In the rather Arctic weather which much of England experienced over the Christmas and New Year break, a design or layout defect again came to my notice, as they say, when driving the otherwise dependable Ford Sierra about which I pontificated briefly last month — the same odd bit of poor design that had delayed me and made driving hazardous in the other severe winter two years ago. It is the surprising matter of the Sierra’s screen-washer fluid container being located below the off-side front wing instead of in the hot under-bonnet air.

So you drive off into (admittedly) abnormal freezing conditions, the car properly serviced with anti-freeze in this “washerbottle” and the squirts soon fail to operate. When this first came to envelop me, I drove carefully to a Ford dealer, aware of the perils of negotiating the M40 with the windscreen obscured by mud and salt thrown up by vehicles ahead. A somewhat protracted and costly thawing-out process was very obligingly put in hand. A few miles along the road the fresh anti-freeze in that ridiculously-placed ‘bottle” was once more a solid block of ice.

I had a horrid drive to my destination and, after that 1991 Christmas, sought out another Ford dealer, hoping for a cure before my long run home. No go! He knew of the problem but said that, unless they could obtain anti-freeze able to withstand very low near-Arctic temperatures, Sierra drivers were, if not exactly doomed, very inconvenienced, and presumably illegal. I compromised by borrowing a greenhouse spray and trying to get it to deliver anti-freeze onto the screen via the driver’s open window — try that on a motorway without slowing to a crawl.

This year it all happened again, as it did to a friend’s Ford. I had topped up the container with anti-freeze and I wasn’t pleased! At Stow-on-the-Wold it was possible to park in the thin sunshine and invest in some BP anti-freeze, labelled as effective down to minus-15 deg C. The Ford was parked in the open over Christmas but the trouble did not return. So good marks to BP, perhaps? But bad marks to whoever decided that, large as it has to be to supply both the screen, rear wiper and the Ford’s headlamp-wipers, this vital fluidholder should hang in the breeze when there is all that lovely free heat in the engine compartment… It would be interesting to hear if other Sierra users have the same complaint and what they do about it… After all, Christmas 1994 may be even bleaker.

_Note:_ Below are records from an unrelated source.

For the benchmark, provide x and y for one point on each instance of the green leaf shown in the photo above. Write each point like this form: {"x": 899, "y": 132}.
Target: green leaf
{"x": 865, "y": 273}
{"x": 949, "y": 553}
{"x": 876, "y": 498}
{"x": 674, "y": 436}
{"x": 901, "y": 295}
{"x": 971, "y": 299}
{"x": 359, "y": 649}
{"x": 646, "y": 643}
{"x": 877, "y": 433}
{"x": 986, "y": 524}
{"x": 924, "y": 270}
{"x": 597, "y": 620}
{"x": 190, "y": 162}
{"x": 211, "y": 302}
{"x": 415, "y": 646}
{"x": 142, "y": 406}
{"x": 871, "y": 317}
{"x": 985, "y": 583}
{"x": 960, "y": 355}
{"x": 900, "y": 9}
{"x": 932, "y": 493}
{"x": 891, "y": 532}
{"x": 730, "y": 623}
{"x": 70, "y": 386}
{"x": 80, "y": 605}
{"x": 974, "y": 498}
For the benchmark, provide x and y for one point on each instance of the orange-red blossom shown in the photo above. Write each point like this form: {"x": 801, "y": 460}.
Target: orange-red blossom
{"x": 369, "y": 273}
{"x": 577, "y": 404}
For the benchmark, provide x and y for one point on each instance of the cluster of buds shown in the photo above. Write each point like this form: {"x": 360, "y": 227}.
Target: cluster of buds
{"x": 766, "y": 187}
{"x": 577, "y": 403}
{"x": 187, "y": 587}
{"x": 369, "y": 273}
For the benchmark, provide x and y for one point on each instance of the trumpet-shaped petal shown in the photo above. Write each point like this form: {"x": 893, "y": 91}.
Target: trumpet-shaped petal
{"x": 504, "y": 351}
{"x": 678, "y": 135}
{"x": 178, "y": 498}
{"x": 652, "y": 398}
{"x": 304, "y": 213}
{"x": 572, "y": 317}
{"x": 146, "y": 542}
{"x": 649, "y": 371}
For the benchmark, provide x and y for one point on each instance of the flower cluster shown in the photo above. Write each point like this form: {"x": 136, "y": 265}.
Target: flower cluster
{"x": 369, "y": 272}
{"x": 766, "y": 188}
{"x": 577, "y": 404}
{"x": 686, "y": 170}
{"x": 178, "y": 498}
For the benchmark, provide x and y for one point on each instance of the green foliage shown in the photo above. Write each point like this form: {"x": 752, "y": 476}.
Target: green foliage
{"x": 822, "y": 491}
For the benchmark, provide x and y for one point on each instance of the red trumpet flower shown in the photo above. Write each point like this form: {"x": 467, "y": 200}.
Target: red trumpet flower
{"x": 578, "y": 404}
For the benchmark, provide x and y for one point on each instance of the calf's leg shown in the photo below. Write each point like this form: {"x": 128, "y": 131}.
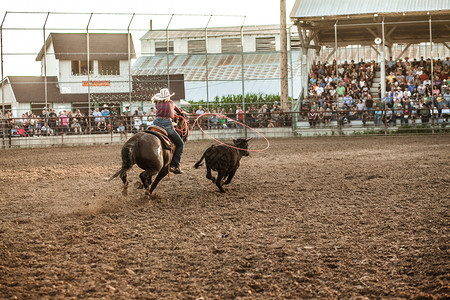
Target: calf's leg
{"x": 219, "y": 180}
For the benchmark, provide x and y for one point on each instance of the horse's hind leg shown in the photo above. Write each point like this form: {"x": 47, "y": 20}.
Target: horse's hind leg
{"x": 219, "y": 180}
{"x": 146, "y": 180}
{"x": 209, "y": 175}
{"x": 158, "y": 178}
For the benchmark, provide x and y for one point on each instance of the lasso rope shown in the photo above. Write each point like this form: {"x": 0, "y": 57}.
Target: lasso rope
{"x": 222, "y": 143}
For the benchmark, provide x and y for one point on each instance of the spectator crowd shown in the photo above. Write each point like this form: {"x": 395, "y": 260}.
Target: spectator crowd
{"x": 341, "y": 92}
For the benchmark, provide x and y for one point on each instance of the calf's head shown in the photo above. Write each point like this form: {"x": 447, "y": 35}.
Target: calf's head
{"x": 242, "y": 144}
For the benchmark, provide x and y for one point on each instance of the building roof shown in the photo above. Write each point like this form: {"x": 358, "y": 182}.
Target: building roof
{"x": 261, "y": 73}
{"x": 32, "y": 88}
{"x": 359, "y": 22}
{"x": 304, "y": 9}
{"x": 260, "y": 65}
{"x": 102, "y": 46}
{"x": 193, "y": 33}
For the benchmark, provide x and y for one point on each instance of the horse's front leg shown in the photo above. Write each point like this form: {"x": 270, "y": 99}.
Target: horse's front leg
{"x": 125, "y": 184}
{"x": 164, "y": 171}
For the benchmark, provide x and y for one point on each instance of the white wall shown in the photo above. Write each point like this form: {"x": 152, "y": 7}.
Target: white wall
{"x": 73, "y": 84}
{"x": 52, "y": 63}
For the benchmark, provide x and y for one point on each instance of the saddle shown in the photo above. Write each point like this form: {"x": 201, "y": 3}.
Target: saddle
{"x": 161, "y": 133}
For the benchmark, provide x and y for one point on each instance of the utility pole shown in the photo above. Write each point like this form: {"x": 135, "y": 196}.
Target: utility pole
{"x": 283, "y": 52}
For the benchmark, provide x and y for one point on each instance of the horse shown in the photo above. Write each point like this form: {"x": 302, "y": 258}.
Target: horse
{"x": 152, "y": 151}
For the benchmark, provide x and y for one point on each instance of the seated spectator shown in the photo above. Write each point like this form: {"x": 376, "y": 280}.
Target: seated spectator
{"x": 378, "y": 116}
{"x": 312, "y": 117}
{"x": 388, "y": 116}
{"x": 121, "y": 130}
{"x": 101, "y": 126}
{"x": 75, "y": 126}
{"x": 424, "y": 113}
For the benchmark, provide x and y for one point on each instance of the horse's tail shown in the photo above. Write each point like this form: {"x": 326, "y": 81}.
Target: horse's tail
{"x": 199, "y": 163}
{"x": 128, "y": 160}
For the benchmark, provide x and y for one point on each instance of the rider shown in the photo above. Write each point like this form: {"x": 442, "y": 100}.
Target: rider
{"x": 165, "y": 112}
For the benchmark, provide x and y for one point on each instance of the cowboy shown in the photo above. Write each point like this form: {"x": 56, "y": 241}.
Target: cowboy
{"x": 165, "y": 112}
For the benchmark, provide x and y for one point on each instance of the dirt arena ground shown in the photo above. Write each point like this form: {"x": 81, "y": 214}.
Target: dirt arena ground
{"x": 327, "y": 218}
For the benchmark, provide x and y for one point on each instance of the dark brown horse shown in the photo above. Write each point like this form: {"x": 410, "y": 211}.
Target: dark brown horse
{"x": 152, "y": 151}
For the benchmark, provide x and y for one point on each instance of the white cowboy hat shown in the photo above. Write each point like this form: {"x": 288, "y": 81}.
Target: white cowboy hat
{"x": 163, "y": 95}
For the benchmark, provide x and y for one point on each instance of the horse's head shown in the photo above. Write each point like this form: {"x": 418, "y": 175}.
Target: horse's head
{"x": 242, "y": 144}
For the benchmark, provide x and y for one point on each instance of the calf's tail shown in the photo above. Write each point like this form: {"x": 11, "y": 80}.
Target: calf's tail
{"x": 128, "y": 160}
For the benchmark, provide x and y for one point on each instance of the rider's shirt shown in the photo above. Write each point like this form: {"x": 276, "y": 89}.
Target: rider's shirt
{"x": 165, "y": 109}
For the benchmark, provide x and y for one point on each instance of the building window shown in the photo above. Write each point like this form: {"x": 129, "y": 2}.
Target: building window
{"x": 80, "y": 67}
{"x": 108, "y": 67}
{"x": 161, "y": 47}
{"x": 232, "y": 45}
{"x": 265, "y": 44}
{"x": 196, "y": 46}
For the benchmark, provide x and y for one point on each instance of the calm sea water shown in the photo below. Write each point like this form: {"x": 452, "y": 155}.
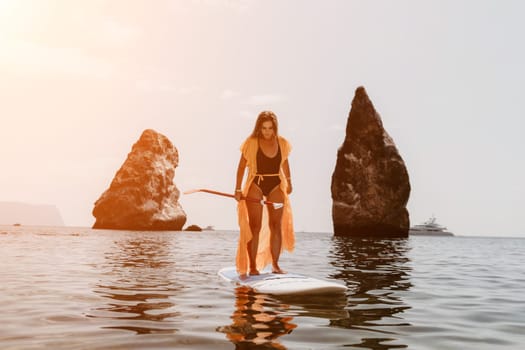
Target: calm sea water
{"x": 77, "y": 288}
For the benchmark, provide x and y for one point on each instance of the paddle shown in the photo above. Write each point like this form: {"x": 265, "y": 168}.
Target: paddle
{"x": 255, "y": 200}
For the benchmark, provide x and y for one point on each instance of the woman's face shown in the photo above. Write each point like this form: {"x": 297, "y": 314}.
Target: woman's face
{"x": 267, "y": 131}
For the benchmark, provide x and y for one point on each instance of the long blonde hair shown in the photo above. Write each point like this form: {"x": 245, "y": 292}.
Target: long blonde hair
{"x": 265, "y": 116}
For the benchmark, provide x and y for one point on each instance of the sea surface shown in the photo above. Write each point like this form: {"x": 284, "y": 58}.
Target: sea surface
{"x": 78, "y": 288}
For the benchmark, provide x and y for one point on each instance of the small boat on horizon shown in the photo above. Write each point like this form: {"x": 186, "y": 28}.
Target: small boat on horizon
{"x": 429, "y": 228}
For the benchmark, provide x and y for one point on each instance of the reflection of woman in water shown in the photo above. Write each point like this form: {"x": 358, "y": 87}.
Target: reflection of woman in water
{"x": 264, "y": 230}
{"x": 255, "y": 324}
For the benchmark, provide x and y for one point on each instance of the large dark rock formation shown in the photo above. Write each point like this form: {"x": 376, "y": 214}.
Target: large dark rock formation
{"x": 142, "y": 196}
{"x": 370, "y": 185}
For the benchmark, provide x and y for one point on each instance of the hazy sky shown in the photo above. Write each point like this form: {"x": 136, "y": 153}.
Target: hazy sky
{"x": 81, "y": 80}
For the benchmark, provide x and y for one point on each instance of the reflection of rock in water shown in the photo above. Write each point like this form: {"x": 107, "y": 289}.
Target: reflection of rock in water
{"x": 375, "y": 270}
{"x": 257, "y": 321}
{"x": 139, "y": 286}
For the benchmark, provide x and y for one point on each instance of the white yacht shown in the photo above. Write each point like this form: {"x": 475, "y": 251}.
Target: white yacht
{"x": 429, "y": 228}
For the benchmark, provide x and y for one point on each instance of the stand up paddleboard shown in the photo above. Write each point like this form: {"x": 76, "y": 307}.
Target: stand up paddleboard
{"x": 283, "y": 284}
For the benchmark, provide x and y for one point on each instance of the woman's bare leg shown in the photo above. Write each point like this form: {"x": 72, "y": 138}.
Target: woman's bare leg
{"x": 255, "y": 219}
{"x": 275, "y": 217}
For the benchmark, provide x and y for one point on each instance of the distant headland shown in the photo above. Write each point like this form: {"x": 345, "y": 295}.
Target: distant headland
{"x": 12, "y": 213}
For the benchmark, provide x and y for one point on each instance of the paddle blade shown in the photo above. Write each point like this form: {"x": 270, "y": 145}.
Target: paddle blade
{"x": 191, "y": 191}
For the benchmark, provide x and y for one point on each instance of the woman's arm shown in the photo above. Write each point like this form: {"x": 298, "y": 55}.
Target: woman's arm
{"x": 240, "y": 174}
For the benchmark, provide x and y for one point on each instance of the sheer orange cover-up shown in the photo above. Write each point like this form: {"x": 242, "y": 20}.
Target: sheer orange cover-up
{"x": 264, "y": 257}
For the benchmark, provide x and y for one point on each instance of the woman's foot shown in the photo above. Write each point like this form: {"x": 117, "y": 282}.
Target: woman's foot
{"x": 278, "y": 270}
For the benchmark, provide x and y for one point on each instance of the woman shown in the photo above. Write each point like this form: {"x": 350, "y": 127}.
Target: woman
{"x": 264, "y": 230}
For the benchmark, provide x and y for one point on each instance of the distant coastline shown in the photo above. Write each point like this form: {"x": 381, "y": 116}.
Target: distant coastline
{"x": 18, "y": 213}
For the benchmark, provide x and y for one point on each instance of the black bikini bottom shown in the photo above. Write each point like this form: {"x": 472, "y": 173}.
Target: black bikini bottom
{"x": 268, "y": 183}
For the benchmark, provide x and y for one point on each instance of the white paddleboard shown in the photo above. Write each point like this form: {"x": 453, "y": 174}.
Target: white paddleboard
{"x": 283, "y": 284}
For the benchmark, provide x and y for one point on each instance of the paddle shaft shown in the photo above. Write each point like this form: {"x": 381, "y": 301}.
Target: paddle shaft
{"x": 249, "y": 199}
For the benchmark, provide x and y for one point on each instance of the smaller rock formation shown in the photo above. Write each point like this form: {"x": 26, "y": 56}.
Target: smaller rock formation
{"x": 370, "y": 184}
{"x": 14, "y": 213}
{"x": 142, "y": 195}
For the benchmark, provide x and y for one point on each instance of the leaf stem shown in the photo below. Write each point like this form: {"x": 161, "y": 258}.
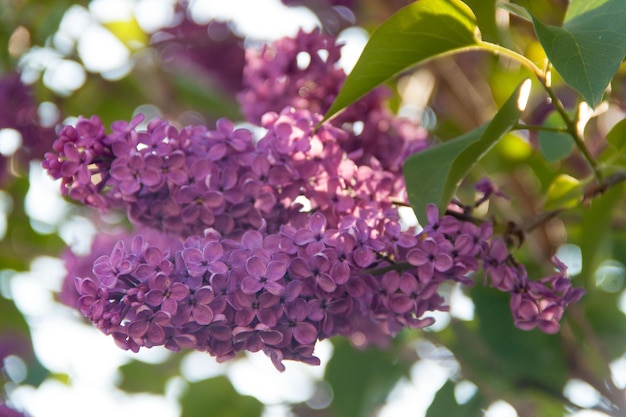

Actually, I am sorry to thus criticise a car, which, as I have conveyed previously, has like its forebears I have driven, been 100% dependable and the equipment of which is complete and commendable. It has been a great boon during this hard winter to know that the 2-litre twin-cam engine will start immediately, even after the car has been outside for a couple of days and nights, and that very soon the heated screen and rear window will be clear of ice and the Ford ready to take the road, after perhaps a little scraping of the side windows — until the washers refuse to work! I might also have praised the commendably small turning circle of this 4WD car and the fact that you do not need to ride in a Rolls-Royce to be warned by fascia warning lights that it is freezing without; which presumably calls for more care in the Royce than in the more nimble 4WD, ABS-braked Ford. In fact, the Sierra’s graphic information module has a red light to show that temperature is deg C or below, a yellow one if it is 4 to minus-1 deg C and I have just discovered that a button on the clock can be used to call up external temperature. But the readings have been casual (coming on on a summer’s day, for instance) and I would swap them willingly for heated washer-fluid.

The 1990 Ford, in general? Coming up to 33,000 miles (not high, but just think of the troubles reported on many new cars in the weekly motor magazines) with no problems apart from a jammed rear door-lock, which left a courtesy light on all night and exhausted the battery. (Why is it that side-lamps do not do this, but the courtesy one does?) National Breakdown Club were out quickly with jump-leads and the original Motorcraft Superstart battery is now back on form. A recent check showed 30.8mpg of unleaded fuel when fog held speed down a trifle — not bad for a 130bhp, 119 mph, 0-60 in 10 sec car, surely? Now Mondeo replaces Sierra, I hope with revised washers!